El sicario estaba
esperando el instante en que empezaría a morir. No le tenía miedo a
la muerte, pero ese era tal vez el modo más indigno que se le
hubiera podido ocurrir para dejar este mundo y partir al infierno.
El sicario era un hombre
joven, dedicado a matar a los enemigos de quien fuera que lo
empleara. A diferencia de la gran mayoría de los asesinos de la
mafia, él no estaba alineado con ninguna familia, era simplemente un
asesino a sueldo que vendía sus homicidios al mejor postor; así, un
día podía estar asesinando a quien lo había contratado la semana
anterior, sin que ello le generara conflicto moral alguno, lo que lo
hacía cada vez más temido y a la vez, buscado para ejecutar
trabajos por doquier.
Hacía ya un par de meses
que el hombre había estado con problemas digestivos, por lo que
había tenido que dejar algo de lado el negocio para poder tratarse.

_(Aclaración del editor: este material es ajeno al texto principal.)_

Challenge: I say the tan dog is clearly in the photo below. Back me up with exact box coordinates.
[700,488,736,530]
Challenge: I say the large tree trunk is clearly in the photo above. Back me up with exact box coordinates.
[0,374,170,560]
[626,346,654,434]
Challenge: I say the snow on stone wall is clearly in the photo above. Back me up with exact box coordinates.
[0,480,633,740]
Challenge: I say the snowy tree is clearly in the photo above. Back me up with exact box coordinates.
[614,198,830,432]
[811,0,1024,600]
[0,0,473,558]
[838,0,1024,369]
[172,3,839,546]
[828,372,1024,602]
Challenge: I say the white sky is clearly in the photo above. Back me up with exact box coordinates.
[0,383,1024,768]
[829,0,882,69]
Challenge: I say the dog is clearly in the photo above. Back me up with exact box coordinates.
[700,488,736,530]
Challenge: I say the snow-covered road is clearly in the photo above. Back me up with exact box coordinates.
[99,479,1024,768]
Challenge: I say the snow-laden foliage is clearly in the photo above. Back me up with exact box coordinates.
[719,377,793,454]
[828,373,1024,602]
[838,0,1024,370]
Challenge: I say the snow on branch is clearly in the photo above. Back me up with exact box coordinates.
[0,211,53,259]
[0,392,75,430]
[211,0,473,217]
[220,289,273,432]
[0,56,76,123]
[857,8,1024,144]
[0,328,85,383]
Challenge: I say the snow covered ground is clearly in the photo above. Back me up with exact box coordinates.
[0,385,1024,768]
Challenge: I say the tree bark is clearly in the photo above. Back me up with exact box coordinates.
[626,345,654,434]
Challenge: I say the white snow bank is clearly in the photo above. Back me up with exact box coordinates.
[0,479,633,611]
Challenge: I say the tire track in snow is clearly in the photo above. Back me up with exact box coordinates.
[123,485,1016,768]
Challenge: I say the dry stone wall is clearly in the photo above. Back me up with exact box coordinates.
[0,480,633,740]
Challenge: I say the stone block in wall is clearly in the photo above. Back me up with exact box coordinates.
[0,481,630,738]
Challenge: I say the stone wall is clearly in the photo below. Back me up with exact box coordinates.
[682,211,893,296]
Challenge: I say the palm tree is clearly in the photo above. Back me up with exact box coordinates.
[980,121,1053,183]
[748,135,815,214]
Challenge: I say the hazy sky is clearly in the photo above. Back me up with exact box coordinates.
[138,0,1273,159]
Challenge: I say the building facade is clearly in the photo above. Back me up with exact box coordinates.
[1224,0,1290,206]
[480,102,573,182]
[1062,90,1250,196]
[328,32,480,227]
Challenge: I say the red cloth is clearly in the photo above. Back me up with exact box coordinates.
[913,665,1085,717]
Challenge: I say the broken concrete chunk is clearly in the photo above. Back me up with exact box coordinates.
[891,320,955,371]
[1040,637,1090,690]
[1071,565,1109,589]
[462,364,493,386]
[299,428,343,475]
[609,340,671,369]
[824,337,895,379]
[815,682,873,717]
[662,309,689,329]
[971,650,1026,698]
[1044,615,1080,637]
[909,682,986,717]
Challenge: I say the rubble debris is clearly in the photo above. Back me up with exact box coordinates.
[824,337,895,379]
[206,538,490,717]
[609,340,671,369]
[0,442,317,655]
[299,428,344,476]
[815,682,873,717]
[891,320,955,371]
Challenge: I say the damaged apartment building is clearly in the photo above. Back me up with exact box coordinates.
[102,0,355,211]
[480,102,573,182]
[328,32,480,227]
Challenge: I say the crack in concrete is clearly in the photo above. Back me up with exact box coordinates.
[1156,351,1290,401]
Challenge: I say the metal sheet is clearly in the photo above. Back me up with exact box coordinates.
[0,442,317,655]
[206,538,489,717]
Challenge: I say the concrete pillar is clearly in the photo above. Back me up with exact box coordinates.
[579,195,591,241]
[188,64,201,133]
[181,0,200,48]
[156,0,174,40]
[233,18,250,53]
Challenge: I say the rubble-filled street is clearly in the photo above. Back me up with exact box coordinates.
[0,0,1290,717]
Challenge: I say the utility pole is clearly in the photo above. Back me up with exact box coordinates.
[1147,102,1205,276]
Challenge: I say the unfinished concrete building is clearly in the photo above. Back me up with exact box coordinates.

Luego de una serie de exámenes el médico diagnosticó cálculos en
la vesícula y lo derivó a un cirujano para resolver el problema,
extrayendo el órgano alterado. De un día para otro el sicario había
cambiado las armas por los formularios y los exámenes para
prepararse para ser operado, y así volver lo antes posible a las
calles a ganarse la vida matando desconocidos. El cirujano le dijo
que el procedimiento se haría sin tener que abrir el abdomen, lo
cual disminuía el tiempo de reposo pos operatorio.
Esa mañana había
llegado temprano a la clínica. A los pocos minutos de ingresar ya
estaba listo a ser anestesiado para que el cirujano y su equipo
hicieran su trabajo. Luego que le colocaran la anestesia y que dejara
de sentir la parte inferior de su cuerpo, se dispuso a dormir para
matar el tiempo; además, no tenía gracia ver sus órganos internos
por una pantalla, después de haber visto los de muchos de sus
trabajos en directo y fuera de la cavidad abdominal. De pronto un
sonido metálico conocido lo puso en alerta, pero sin que fuera capaz
de reaccionar por la anestesia que le habían colocado: de un
instante a otro tres hombres con armas con silenciadores entraron al
pabellón, asesinando a todo el equipo quirúrgico, y haciendo pasar
a alguien con vestimenta médica, quien abrió por completo su
abdomen con un afilado bisturí, para luego recibir un disparo en una
de sus sienes.
El sicario estaba
esperando el instante en que empezaría a morir. No le tenía miedo a
la muerte, pero ese era tal vez el modo más indigno que se le
hubiera podido ocurrir para dejar este mundo y partir al infierno. El
asesino era hijo de una de sus víctimas, y a su vez lo había
contratado en su momento para cobrar venganza; sin embargo, su falta
de lealtad con todo el mundo lo dejaba fuera de la escala de valores
del crimen organizado en familias. El sicario vio cómo metían
ratones hambrientos por la incisión en su abdomen, y escuchó el
ruido que hacían al empezar a devorar sus vísceras. Una vez que sus
asesinos se fueron, empezó a pensar cuánto tiempo duraría la
anestesia que le habían colocado...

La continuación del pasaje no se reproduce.